Posted by dardi! at 04:27 PM | Comments (0)

feeling bad

something is not quite right with today. i meant to go to work earlier (because of my wasted day yesterday), but i just couldn't get out of bed this morning. it was just too comfortable.

and right now, i feel... lethargic, restless. moreso than i usually feel. i wonder what's wrong with me.

i had a cigarette break with a coworker today. i get the vibe that he doesn't quite like his job, sort of like me. in fact, i don't know of anyone at this place who loves it here, and that is disturbing me a lot. how did i get into this mess??

my best friend in high school wants to meet up, but in my current mood, i'm feeling lazy, too lazy to drive up to the city and look for parking. hm. but the thing is, he only frees up once every few months, so i *should* go up and see him. sigh. what to do?
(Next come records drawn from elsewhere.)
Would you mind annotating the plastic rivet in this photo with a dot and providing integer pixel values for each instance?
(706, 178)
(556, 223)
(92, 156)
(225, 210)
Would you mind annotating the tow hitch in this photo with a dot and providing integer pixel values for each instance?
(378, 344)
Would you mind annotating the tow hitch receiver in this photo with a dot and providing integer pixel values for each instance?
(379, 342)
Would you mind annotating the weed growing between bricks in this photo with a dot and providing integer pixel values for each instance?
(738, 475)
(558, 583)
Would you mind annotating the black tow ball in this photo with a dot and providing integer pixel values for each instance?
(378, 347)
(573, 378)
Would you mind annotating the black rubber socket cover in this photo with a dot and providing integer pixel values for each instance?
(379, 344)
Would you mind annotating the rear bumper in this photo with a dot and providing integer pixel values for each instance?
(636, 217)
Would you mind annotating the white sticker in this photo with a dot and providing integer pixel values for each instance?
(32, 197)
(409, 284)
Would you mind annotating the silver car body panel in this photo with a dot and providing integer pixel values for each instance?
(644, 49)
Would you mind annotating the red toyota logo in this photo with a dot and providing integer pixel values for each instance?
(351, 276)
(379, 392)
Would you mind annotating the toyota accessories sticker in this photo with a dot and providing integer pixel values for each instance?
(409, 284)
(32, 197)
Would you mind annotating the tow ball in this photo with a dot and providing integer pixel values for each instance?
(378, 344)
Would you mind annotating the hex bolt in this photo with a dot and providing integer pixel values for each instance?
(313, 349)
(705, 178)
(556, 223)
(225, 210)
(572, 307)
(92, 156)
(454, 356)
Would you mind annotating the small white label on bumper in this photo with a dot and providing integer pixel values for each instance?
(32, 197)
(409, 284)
no plans this weekend. maybe it'll be another boring one. alan and ting are planning to see _hero_ tonight, but i've already seen it, and i'm not inclined to see it again. i'm pushing for _garden state_ (go go natalie portman!), but i know next to nothing about that film to make it a good sell.

i just want to go home.

last night, there was this _OC_ special on fox. i enjoyed every minute of it. i miss this show terribly, and seeing the actors' faces again was like seeing old friends again. and, i might add, i was pleased that even though there were no interviews with her, anna stern snowed up in a few of the montages! *sexy*

i am, however, getting more and more attracted to rachel bilson (or her character). i think it's her eyes... they're so dark and big. i love her eyes. it's too bad, though, that the show starts so late (november 4th)... and i am curious how they're going to bring all the characters back together again. (like, how's ryan going to leave teresa and his unborn baby?)

ah, tv can be such good stuff sometimes.

my left earwax clump is bothering me. whenever i go horizontal, i can feel/hear it crunching and rustling around. i try to attack it with my pinkies, but i think it only compacts it even further in my ear canal. *RAAR*

work is a drag. oh to be financially independent!